Uitspraak
RECHTBANK DEN HAAG
uitspraak van de enkelvoudige kamer in de zaak tussen
[naam] , verzoekster,
V-nummer: [v-nummer]
mede namens haar minderjarige kinderen: [naam] ,
V-nummer: [v-nummer]
[naam] ,
V-nummer: [v-nummer]
Rechtbank Den Haag
In deze zaak heeft verzoekster, mede namens haar minderjarige kinderen, een aanvraag ingediend voor een machtiging tot voorlopig verblijf (mvv) in Nederland. Deze aanvraag was ingediend op 29 juni 2022, met het doel om als familie- of gezinslid bij haar referent in Nederland te verblijven. Verzoekster heeft de Staatssecretaris van Justitie en Veiligheid, als verweerder, in gebreke gesteld wegens het niet tijdig beslissen op haar asielaanvraag. Na een beroep ingesteld te hebben op 1 februari 2023 tegen het uitblijven van een besluit, heeft verweerder op 12 mei 2023 alsnog de aanvraag ingewilligd. Hierop heeft verzoekster haar beroep ingetrokken, maar verzocht om vergoeding van de proceskosten.
De rechtbank heeft op basis van artikel 8:54 van de Algemene wet bestuursrecht (Awb) uitspraak gedaan zonder zitting. De veroordeling in proceskosten is geregeld in de artikelen 8:75 en 8:75a van de Awb, en verder uitgewerkt in het Besluit proceskosten bestuursrecht (Bpb).

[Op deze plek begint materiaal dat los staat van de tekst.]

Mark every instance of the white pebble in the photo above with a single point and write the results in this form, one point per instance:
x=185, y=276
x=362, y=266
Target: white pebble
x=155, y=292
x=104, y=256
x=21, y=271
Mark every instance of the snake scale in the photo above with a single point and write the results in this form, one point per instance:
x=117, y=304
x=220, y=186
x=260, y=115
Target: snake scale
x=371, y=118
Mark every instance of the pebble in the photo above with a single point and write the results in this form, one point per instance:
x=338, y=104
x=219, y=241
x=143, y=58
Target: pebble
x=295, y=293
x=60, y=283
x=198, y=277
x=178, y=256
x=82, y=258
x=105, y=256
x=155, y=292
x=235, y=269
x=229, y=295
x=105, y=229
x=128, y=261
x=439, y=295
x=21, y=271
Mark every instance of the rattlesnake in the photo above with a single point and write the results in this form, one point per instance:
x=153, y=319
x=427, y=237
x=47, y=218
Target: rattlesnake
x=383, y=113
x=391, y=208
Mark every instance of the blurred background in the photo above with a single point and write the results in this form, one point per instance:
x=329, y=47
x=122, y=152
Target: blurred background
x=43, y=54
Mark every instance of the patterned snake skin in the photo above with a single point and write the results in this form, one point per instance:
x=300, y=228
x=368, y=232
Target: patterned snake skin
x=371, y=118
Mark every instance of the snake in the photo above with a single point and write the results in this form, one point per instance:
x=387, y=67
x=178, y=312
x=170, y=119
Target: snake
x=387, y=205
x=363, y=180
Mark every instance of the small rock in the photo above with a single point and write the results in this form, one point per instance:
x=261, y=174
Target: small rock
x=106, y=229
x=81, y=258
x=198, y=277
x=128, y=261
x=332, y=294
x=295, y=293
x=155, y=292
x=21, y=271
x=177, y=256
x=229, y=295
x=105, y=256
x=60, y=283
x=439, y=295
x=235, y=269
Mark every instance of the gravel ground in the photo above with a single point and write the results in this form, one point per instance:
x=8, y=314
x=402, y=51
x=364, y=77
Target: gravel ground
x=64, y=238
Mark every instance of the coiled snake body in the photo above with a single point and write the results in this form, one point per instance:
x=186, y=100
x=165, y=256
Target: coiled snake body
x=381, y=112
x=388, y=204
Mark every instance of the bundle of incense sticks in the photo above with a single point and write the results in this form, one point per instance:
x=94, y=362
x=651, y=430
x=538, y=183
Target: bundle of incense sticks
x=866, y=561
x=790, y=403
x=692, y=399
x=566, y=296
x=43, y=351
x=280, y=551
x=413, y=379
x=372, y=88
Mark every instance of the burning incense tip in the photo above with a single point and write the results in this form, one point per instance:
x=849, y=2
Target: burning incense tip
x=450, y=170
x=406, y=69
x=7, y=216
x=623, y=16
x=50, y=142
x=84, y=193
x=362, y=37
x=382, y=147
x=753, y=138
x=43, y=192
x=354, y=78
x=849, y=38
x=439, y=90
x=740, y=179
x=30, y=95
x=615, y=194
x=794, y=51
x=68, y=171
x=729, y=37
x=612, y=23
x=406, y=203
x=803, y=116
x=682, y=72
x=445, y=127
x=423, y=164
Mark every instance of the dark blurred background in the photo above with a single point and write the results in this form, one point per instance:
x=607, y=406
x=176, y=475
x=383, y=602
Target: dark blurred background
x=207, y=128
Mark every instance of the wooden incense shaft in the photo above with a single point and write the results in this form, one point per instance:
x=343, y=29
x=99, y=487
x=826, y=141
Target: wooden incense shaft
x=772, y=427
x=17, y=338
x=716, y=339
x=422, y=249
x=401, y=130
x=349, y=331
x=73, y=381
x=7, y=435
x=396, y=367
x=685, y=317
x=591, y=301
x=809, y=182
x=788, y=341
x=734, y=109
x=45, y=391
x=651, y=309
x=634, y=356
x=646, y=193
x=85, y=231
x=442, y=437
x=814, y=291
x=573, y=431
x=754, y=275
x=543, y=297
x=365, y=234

De rechtbank overweegt dat, omdat verweerder tegemoet is gekomen aan het beroep van verzoekster, het verzoek om proceskostenvergoeding als kennelijk gegrond wordt toegewezen. De rechtbank heeft de proceskosten vastgesteld op € 418,50, gebaseerd op de door een derde beroepsmatig verleende rechtsbijstand, waarbij een wegingsfactor van 0,5 is toegepast.
De rechtbank heeft verweerder veroordeeld in de proceskosten van verzoekster tot een bedrag van € 418,50. Deze uitspraak is gedaan door mr. C.H. de Groot, rechter, en is openbaar gemaakt. Tegen deze uitspraak staat geen hoger beroep of verzet open.